On 10/13/2011 17:38, Dave Hart wrote:
On Thu, Oct 13, 2011 at 22:57, A C<[email protected]>  wrote:
I already had a GPS setup as PPS(1) and system offset was
mostly zero +/- a few microseconds.

Right, I get the same thing if I don't set time1 at all.  When I do set
time1 I get the value of time1 plus or minus some microseconds as an offset
that is always displayed in the peer list.  It never settles out to zero
like all the other clock drivers do even when they have a time offset set on
the fudge line.

I am pretty sure you can fix this by disabling kernel PPS sync, that
is, by not using flag3 1.

PPSAPI provides a way to pass a fudge (offset) to be applied to PPS
timestamps, but the common PPSAPI code in ntpd used by the PPS and
NMEA drivers (among others) does not use it.  As a result, when you
enable so-called hardpps, where the kernel disciplines its clock
directly to the PPS, the time1 fudge is not used by the kernel
hardpps.

Once you verify things behave as expected without flag3 1, please file
a bug report at http://bugs.ntp.org/ noting the incompatibility of
flag3 1 and time1.

This test without flag3 will have to wait a little bit.

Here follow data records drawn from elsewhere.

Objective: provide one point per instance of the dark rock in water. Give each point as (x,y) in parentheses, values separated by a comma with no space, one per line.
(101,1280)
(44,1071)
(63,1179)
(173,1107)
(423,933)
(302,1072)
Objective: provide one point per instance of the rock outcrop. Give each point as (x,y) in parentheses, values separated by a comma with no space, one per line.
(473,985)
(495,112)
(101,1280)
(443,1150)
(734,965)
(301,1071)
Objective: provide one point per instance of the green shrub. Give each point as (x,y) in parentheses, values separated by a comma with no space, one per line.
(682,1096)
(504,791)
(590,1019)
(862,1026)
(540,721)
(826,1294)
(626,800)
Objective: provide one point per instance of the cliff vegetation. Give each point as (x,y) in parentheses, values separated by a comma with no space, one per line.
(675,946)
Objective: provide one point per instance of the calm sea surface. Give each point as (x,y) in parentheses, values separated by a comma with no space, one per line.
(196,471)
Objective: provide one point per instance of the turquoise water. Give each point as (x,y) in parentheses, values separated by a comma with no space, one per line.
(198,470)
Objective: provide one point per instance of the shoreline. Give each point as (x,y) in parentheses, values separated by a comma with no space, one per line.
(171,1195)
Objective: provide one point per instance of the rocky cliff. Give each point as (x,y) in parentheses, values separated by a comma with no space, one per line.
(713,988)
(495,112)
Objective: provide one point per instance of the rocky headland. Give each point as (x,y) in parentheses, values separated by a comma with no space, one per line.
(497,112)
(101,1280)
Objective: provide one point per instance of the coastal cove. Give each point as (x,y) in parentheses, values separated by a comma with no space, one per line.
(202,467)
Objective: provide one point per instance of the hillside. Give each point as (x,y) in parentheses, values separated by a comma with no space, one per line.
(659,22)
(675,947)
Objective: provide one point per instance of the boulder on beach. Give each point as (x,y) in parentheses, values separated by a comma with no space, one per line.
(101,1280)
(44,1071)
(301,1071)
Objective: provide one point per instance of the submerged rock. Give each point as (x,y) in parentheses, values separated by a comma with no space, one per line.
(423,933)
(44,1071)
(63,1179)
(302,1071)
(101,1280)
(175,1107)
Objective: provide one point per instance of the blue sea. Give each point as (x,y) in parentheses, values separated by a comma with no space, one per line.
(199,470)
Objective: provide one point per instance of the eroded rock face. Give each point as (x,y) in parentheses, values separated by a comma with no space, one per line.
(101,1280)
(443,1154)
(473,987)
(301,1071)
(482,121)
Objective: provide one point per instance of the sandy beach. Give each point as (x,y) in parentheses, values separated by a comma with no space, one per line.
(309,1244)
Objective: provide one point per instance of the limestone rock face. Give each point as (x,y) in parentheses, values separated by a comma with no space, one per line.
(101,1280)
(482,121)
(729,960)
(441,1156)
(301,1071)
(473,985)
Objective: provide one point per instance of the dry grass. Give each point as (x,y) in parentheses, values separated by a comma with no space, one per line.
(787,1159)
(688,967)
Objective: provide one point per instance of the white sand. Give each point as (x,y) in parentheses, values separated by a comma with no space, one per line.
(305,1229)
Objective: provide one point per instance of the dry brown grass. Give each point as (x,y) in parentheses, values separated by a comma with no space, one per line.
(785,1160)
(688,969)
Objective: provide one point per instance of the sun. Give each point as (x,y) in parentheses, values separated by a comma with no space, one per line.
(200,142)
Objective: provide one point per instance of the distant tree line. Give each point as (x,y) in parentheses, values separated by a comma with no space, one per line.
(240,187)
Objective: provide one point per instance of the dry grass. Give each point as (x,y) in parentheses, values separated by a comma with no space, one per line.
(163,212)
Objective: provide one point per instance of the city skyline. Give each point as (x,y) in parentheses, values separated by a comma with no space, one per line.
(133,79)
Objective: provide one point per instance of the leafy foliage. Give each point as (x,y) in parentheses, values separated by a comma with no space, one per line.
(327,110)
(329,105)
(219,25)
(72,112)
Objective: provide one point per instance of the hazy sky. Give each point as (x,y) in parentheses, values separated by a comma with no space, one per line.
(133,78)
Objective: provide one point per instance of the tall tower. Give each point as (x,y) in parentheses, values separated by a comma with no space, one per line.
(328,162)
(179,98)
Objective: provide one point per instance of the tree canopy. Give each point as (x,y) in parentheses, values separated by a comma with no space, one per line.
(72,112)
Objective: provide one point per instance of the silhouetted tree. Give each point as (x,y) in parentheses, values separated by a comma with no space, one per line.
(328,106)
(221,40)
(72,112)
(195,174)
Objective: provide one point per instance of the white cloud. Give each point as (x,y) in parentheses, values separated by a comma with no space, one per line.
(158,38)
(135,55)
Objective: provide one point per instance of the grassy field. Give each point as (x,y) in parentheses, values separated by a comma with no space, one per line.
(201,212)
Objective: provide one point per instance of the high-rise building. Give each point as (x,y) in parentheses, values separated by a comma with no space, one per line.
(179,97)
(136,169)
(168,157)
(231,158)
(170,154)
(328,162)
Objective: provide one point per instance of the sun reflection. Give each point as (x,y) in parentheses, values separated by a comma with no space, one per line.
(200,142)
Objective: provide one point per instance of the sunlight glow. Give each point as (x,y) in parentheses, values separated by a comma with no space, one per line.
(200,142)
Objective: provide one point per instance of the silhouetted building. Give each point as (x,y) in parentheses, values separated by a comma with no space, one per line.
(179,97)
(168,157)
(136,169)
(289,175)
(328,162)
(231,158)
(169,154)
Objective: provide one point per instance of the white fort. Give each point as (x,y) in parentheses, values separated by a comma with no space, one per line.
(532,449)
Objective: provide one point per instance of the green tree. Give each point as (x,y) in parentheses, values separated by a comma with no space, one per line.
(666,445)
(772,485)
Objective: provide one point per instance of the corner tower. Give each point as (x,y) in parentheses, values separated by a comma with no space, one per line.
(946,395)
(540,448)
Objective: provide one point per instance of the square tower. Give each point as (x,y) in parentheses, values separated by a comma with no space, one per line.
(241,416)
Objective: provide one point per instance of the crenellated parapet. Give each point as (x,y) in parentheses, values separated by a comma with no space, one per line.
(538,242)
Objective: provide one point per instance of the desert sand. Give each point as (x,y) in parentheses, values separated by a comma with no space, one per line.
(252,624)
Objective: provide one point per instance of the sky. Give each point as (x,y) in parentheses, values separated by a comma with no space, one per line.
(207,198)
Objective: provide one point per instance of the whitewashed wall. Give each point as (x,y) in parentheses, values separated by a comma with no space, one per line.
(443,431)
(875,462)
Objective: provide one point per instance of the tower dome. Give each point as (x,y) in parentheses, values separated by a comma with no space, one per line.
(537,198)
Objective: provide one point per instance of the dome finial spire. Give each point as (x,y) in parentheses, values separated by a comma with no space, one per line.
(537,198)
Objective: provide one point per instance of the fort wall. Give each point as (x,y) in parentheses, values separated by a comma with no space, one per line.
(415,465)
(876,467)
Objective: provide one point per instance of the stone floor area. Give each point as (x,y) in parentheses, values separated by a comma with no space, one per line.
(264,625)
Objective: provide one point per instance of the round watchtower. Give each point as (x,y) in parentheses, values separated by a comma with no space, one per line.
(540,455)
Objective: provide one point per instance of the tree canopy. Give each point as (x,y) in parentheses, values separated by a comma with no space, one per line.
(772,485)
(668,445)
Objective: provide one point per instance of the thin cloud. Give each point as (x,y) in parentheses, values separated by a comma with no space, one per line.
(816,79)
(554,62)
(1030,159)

I'm still trying to debug a system lockup that may be related to ntpd when it is being polled for peer status by ntpq from a remote host. I'll probably be posting about that in a few days though the short summary is that polling ntpd once every five seconds from a remote machine (using ntpq) caused the ntpd system to completely freeze after about 20 hours. I stopped the ntpq polling and so far the machine has been up for a week without a problem.